Christophe BES né le 25 novembre 1971 à MONTAUBAN (82000) Rue du Général Gras Résidence du Général Gras 82200 MOISSAC ayant pour avocat Me Lucien BEDOC (avocat au barreau de MONTAUBAN) qui a déposé son dossier INTIMÉ
d'autre part,
A rendu l'arrêt réputé contradictoire suivant après que la cause ait été débattue et plaidée en audience publique le 8 novembre 2005 devant Nicole ROGER, Présidente de Chambre, Francis TCHERKEZ, Conseiller, Françoise MARTRES, Conseillère, assistés de Solange BELUS, Greffière, et après qu'il en ait été délibéré par les magistrats du siège ayant assisté aux débats, les parties ayant été avisées de la date à laquelle l'arrêt serait rendu. * * * FAITS ET PROCÉDURE
Christophe BES, né le 25 novembre 1971 a été embauché par l'ADAPEI du Tarn et Garonne en qualité d'aide médico-psychologique par contrat à durée indéterminée à temps partiel à compter du 3 mai 1999, puis à temps complet.

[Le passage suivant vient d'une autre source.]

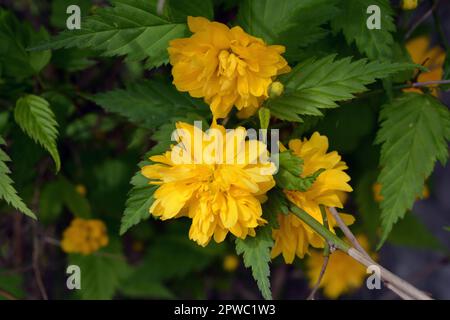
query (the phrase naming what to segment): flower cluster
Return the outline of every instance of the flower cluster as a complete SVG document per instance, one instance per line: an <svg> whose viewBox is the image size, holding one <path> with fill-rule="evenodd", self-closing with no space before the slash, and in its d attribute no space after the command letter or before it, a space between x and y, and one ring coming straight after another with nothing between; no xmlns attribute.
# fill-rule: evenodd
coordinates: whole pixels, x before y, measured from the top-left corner
<svg viewBox="0 0 450 320"><path fill-rule="evenodd" d="M88 255L106 246L108 241L106 226L101 220L75 218L64 230L61 247L67 253Z"/></svg>
<svg viewBox="0 0 450 320"><path fill-rule="evenodd" d="M204 98L216 118L235 106L248 117L268 97L273 78L290 71L283 46L268 46L240 27L228 28L188 17L190 38L170 42L173 83L179 91Z"/></svg>
<svg viewBox="0 0 450 320"><path fill-rule="evenodd" d="M327 152L328 138L317 132L309 140L291 140L289 149L303 159L303 176L324 169L309 190L285 191L286 197L291 202L323 224L320 206L342 208L342 193L352 191L348 184L350 177L344 172L347 165L341 161L341 156L337 152ZM333 230L336 221L328 209L326 211L330 229ZM341 217L347 224L354 222L351 215L341 214ZM278 223L279 228L273 230L275 245L272 257L282 254L286 263L292 263L296 255L303 258L305 253L308 253L310 245L316 248L323 247L323 239L296 216L279 214Z"/></svg>
<svg viewBox="0 0 450 320"><path fill-rule="evenodd" d="M142 174L159 185L150 212L161 220L189 217L189 237L202 246L212 237L222 242L228 232L242 239L255 235L255 228L266 223L261 202L275 185L275 165L268 161L266 145L245 140L242 127L228 134L220 125L213 125L215 134L182 122L177 128L183 132L178 135L180 144L150 157L155 164L142 168ZM198 142L194 137L200 137ZM218 141L223 142L221 150L216 148ZM233 154L233 161L219 161L223 159L218 152Z"/></svg>

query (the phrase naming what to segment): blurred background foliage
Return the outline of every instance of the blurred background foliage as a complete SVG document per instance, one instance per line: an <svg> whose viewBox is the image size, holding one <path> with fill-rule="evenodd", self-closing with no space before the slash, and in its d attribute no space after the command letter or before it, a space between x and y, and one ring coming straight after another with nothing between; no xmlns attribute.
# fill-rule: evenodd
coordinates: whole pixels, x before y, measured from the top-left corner
<svg viewBox="0 0 450 320"><path fill-rule="evenodd" d="M156 1L150 3L156 8ZM80 6L82 16L108 5L100 0L0 0L0 135L6 142L2 150L11 158L5 163L11 169L14 188L39 218L36 222L5 201L0 203L0 299L260 298L251 273L237 260L233 242L201 248L186 237L188 221L161 223L148 217L149 221L119 236L130 178L138 169L137 163L149 150L157 154L169 146L168 137L176 120L208 122L209 110L202 102L176 93L167 80L170 68L159 64L150 68L151 60L108 57L95 48L28 50L65 29L66 8L71 4ZM170 0L166 1L164 14L172 21L184 21L187 15L229 24L238 21L245 28L247 22L239 10L245 10L247 4L248 1L240 4L225 0ZM432 1L422 1L418 9L404 11L398 1L392 2L395 20L386 23L397 28L392 41L395 61L411 61L404 48L404 36L431 6ZM283 21L270 21L270 30L286 34L283 39L288 45L289 61L330 52L342 57L363 57L354 43L333 30L344 23L334 17L364 21L365 17L342 11L345 8L336 1L329 6L323 3L322 7L320 12L305 9L311 15L302 17L320 23L314 24L316 28L302 30L302 34L286 30ZM450 3L441 1L438 9L436 15L444 17L450 12ZM263 27L263 31L247 31L261 33ZM439 45L440 32L431 17L410 37L426 35ZM296 37L303 37L304 45L289 45ZM448 67L447 64L444 70L447 76ZM402 82L411 74L399 77L393 80ZM382 88L382 84L371 86L372 91ZM36 102L36 96L47 104ZM39 110L49 108L57 125L44 119L48 124L46 132L27 134L15 122L21 122L20 114L13 111L20 98L25 99L24 108L32 108L35 102ZM365 233L373 244L377 243L380 225L373 191L380 150L373 141L379 108L386 101L385 94L363 94L344 102L341 108L327 111L323 118L305 116L301 125L281 128L284 140L309 136L314 131L329 137L330 150L339 151L350 167L355 191L347 201L346 211L357 216L356 232ZM277 126L276 120L272 125ZM57 130L57 139L51 139L52 130ZM58 161L61 169L56 173ZM431 195L425 202L434 201L437 187L433 182L432 176L427 182ZM108 230L108 246L86 256L64 253L59 242L74 217L102 220ZM413 212L394 227L388 242L394 248L436 251L442 265L448 263L448 242L434 236ZM69 264L77 264L83 270L80 291L66 289L65 270ZM275 298L307 296L303 264L302 261L286 266L281 260L273 262ZM357 292L351 297L383 298L384 294Z"/></svg>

Il percevait une rémunération mensuelle brute de 9.768,60 francs.
Par lettre recommandée avec avis de réception du 17 octobre 2002, le salarié a été convoqué à un entretien préalable à une sanction fixé au 23 octobre 2002.
Cet entretien a été annulé par lettre du 23 octobre 2002 remise en main propre.
Une seconde convocation à entretien préalable cette fois à un licenciement, fixé au 8 novembre 2002, avec mise à pied conservatoire lui a été remise en mains propres le 4 novembre 2002.
Par lettre recommandée avec avis de réception du 6 novembre 2002,
rédigée par son conseil, Christophe BES, a fait part à son employeur de son étonnement des reports successifs de l'entretien préalable au licenciement alors que l'employeur qualifiait de graves les faits qui lui étaient reprochés, lui a indiqué qu'aucun événement notable n'était intervenu ni avant, ni après le 17 octobre 2002, les reproches étant totalement inconnus de lui. Il s'étonnait également que parmi le personnel, il n'ait trouvé personne pour l'assister et lui demandait l'assistance d'un conseiller extérieur du salarié.
L'employeur n'a pas répondu à cette lettre.
Par courrier remis en mains propres contre décharge du 14 novembre 2002, l'employeur a licencié le salarié pour faute grave selon les termes suivants :
" Monsieur,
Nous avons eu à déplorer de votre part des comportements et agissements constitutifs d'une faute grave. Les faits ont eu lieu le 26 septembre au lever, le 3 octobre au lever et le 10 du même mois.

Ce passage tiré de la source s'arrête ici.